Why can’t baseball just allow some free thinking among players?

Bruce Maxwell:

Because-

Dave Zirin:

Why is that so terrible?

Bruce Maxwell:

Because there is no free thinking. Major League Baseball is always and will forever be a very controlled sport. We’re expendable. And the fact that we have a gigantic minor-league system; we have a draft every single year; it makes players expendable. So nobody really wants to share their true thoughts because their job’s on the line.

And when you play for organizations like Oakland, where they’re very nitpicky about what you say and how you say it, this, that, and the other, it’s very difficult for you to really get at people’s true thoughts about what’s going on.

You have a kid, Ruiz, who got sent down. And they gave him some things to work on for him to get back in the starting lineup. But he was hitting .430 when they sent him down in the big leagues after also setting the rookie record for stolen bases last year, and hitting about .280. All because of a bracelet.

I feel like when you play for a team, especially in the big leagues on a stage like that, it’s our job as players to engage and to stand with our community outside of the ballpark. It’s a very, very bad move.

Dave Zirin:

[inaudible 00:17:45]

Bruce Maxwell:

It makes Oakland look like a joke. It makes the city look like a joke, makes the whole organization as a whole be frowned upon. Because something as simple as that, wanting to stand for keeping the team in this very historical spot is subject to you losing your job.

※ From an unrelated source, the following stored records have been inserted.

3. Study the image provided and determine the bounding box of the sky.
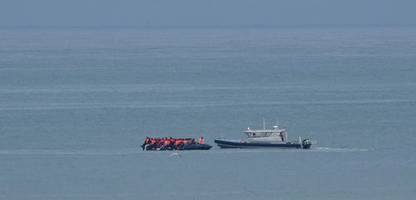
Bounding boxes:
[0,0,415,27]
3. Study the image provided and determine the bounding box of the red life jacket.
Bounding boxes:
[164,140,170,145]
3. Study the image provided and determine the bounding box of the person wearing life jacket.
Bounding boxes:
[199,136,205,144]
[149,138,156,150]
[169,138,175,149]
[183,139,189,146]
[141,137,150,150]
[174,139,182,150]
[162,139,171,150]
[179,139,186,150]
[158,138,164,148]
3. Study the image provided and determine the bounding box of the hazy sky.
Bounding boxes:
[1,0,415,27]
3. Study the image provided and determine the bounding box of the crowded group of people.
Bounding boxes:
[141,137,205,151]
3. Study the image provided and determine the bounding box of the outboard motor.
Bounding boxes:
[302,139,312,149]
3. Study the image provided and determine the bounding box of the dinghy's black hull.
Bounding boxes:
[214,139,311,149]
[181,143,212,150]
[144,143,212,151]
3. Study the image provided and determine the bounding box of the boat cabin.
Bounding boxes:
[243,125,287,142]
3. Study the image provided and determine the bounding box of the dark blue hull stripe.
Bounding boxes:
[214,139,307,149]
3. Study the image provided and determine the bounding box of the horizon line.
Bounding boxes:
[1,23,416,30]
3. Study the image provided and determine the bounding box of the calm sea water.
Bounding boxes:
[0,26,415,200]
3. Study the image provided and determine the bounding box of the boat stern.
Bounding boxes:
[302,139,312,149]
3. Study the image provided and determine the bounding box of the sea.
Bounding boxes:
[0,26,415,200]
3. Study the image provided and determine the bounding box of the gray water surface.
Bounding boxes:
[1,26,416,200]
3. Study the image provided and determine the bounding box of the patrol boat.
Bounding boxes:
[214,122,312,149]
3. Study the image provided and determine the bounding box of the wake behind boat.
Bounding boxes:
[215,122,312,149]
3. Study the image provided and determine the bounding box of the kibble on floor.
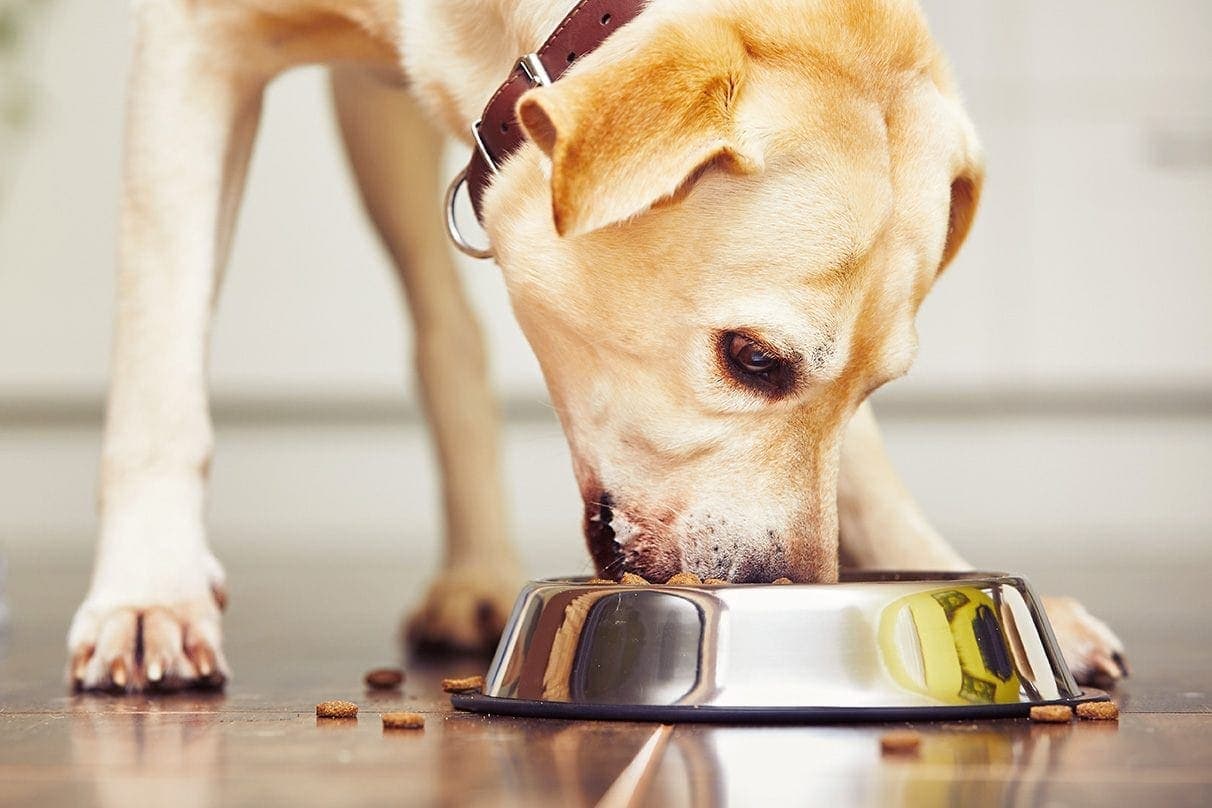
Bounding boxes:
[316,700,359,719]
[1030,705,1074,723]
[880,730,922,755]
[381,712,425,730]
[442,675,485,693]
[364,668,405,689]
[1077,701,1120,720]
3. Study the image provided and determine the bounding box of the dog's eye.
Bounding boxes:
[720,332,796,397]
[728,334,777,373]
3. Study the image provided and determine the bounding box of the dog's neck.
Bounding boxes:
[404,0,595,136]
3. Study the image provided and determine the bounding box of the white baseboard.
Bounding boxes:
[2,413,1209,575]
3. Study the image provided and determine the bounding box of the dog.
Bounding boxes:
[67,0,1128,691]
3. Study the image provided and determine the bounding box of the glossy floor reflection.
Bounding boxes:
[1,542,1210,807]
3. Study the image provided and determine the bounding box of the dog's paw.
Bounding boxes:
[67,567,229,693]
[404,563,522,655]
[1042,596,1129,687]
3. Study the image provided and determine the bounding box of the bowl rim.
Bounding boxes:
[535,570,1019,587]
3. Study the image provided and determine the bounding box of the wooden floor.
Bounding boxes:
[1,543,1210,807]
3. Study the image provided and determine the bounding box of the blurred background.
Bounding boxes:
[0,0,1209,597]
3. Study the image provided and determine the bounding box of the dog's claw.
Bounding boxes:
[70,647,92,687]
[1112,651,1131,678]
[196,649,212,677]
[190,645,215,678]
[110,658,128,689]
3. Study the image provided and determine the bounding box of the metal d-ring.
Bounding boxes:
[444,167,494,260]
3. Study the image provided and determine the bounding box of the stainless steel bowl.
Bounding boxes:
[451,571,1109,722]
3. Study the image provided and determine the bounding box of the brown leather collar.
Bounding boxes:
[458,0,647,229]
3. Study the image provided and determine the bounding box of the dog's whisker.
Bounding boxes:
[531,397,570,418]
[600,555,627,577]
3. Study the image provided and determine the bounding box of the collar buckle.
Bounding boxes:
[517,53,552,87]
[471,53,552,175]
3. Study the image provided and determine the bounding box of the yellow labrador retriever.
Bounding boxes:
[68,0,1127,691]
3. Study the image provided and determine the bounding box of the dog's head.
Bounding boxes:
[483,2,982,583]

It’s a pretty tough take, and I think it’s very immature. I think it’s very selfish. And that just goes to show how much John Fisher and our front office don’t care about the freedom of free thinking, and what our players actually really think and feel on that field.

Dave Zirin:

Wow. I got one more question for you, Bruce. But before I ask, is there anything else you’d like to say about the Oakland A’s? The move, your experience, anything else?

Bruce Maxwell:

I feel bad for the fans. I know I’m no longer in uniform, but I just want to say to them, I love all of you. I’ve had some of my best times and met some of my best friends in the seven years I was representing the Green and Gold.

I lost one of my dearest friends two years ago. She passed away. I met her in spring training; she used to talk to my mom, she used to talk to my father. And I’ve had some great meaningful experience and relationships come out of my time in Oakland. And I truly feel sorry for the city, because I know that this move has broken a lot of hearts. It’s broken a lot of spirits, when all people have ever done in that area has grow up and be A’s fans.

So from my heart to theirs, I love all of you. I feel for you. And everybody that’s ever put on that uniform is affected by this change.

Dave Zirin:

You know what? That’s where we need to end it. Bruce Maxwell, thank you so much for joining us here on Edge of Sports.

Bruce Maxwell:

Yeah. And always a pleasure talking to you.